The reference lists of included articles were reviewed to identify any further relevant articles. A citation database (Scopus: https://www.elsevier.com/solutions/scopus) was also searched to identify any relevant papers citing the included articles. Two articles that reviewed available cohort studies on stroke and cognitive impairment were also reviewed to ensure that no relevant study had been overlooked.^13,14

Inclusion and exclusion criteria

Studies that included a population of adult stroke patients, either mixed ischaemic and haemorrhagic, or ischaemic stroke alone, were included. Studies that included patients with transient ischemic attack (TIA) were eligible if stroke patients comprised ≥75% of the sample. Hospital-based studies with inclusion of consecutive eligible patients, or community-based studies that included all eligible strokes within a defined geographical area, were included. Included studies assessed cognitive function using a standardised test, at a defined time post-stroke, and reported the percentage of patients classified as having CIND. Studies that used alternative terminology – for example, mild cognitive impairment instead of CIND – were included.
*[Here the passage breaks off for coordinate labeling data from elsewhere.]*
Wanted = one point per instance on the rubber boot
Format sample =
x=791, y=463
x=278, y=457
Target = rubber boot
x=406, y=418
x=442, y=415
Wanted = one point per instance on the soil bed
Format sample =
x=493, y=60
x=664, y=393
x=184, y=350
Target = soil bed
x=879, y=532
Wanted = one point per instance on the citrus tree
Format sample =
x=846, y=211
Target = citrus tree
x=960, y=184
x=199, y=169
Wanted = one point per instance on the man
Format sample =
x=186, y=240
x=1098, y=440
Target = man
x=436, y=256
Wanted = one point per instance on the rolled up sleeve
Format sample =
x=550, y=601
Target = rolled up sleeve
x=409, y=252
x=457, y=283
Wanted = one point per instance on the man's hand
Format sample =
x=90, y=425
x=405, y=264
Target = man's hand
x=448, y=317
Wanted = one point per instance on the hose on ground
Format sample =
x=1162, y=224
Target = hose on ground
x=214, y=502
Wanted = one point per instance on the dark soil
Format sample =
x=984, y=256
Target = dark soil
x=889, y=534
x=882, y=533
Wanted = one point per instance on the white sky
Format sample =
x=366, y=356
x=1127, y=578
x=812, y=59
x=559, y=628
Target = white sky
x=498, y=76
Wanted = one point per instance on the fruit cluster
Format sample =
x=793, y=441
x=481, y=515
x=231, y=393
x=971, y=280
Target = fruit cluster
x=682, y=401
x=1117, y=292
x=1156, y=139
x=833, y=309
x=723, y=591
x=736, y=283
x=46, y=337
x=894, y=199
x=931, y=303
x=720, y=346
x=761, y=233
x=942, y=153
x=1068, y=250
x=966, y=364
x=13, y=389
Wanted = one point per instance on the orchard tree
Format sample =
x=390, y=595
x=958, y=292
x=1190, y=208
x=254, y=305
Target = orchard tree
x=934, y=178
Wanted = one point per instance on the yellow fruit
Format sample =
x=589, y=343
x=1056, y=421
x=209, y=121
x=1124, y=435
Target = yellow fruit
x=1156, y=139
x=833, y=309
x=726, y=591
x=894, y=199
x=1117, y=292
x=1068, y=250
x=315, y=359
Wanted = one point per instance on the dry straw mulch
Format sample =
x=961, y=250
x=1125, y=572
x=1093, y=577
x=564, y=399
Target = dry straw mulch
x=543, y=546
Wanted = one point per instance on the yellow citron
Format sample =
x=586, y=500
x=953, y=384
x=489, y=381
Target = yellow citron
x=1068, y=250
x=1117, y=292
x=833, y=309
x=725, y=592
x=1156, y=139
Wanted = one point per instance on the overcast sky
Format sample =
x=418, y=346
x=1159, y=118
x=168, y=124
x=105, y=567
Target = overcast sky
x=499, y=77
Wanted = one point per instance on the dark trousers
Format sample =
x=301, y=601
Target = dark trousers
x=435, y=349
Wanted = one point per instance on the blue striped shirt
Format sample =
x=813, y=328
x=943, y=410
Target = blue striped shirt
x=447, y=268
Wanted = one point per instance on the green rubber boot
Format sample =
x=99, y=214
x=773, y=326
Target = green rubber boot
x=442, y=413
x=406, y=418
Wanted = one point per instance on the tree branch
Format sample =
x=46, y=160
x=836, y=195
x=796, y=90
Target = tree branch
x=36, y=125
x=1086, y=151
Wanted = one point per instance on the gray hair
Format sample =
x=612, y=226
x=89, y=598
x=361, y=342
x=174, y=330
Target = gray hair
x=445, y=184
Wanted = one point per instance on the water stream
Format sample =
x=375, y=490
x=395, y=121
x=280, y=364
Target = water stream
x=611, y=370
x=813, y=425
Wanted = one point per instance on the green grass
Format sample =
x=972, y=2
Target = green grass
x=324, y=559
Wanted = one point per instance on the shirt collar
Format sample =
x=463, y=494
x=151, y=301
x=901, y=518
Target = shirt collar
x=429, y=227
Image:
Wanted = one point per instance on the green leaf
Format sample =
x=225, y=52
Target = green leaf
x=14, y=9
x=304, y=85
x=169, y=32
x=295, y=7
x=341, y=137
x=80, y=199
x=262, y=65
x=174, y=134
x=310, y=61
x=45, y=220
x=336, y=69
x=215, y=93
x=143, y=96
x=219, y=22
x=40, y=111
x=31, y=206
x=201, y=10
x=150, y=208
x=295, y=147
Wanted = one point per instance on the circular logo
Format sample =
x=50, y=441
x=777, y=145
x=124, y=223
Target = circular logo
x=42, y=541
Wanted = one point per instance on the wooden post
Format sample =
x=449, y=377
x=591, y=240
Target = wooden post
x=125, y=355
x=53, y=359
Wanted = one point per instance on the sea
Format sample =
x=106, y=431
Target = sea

Studies of patient populations that were unlikely to be representative of the total population with stroke were excluded – for example, studies that only focussed on specific stroke sub-types, only included patients with specific deficits or co-morbidities, studies that excluded patients with any disability, or populations recruited via rehabilitation or outpatient settings. Studies that only included haemorrhagic stroke were excluded. Studies where the follow-up time was not known (e.g. stroke was ascertained on imaging or autopsy), or with a broad range of follow-up times (e.g. studies of stroke patients living in the community at varying times post-stroke) were excluded. Studies that assessed cognition less than one month after the index episode were excluded, to account for the influence of post-stroke delirium. Studies that excluded post-stroke dementia, without clearly reporting the number who were excluded for that reason, were excluded from the review, to ensure consistency in the denominator.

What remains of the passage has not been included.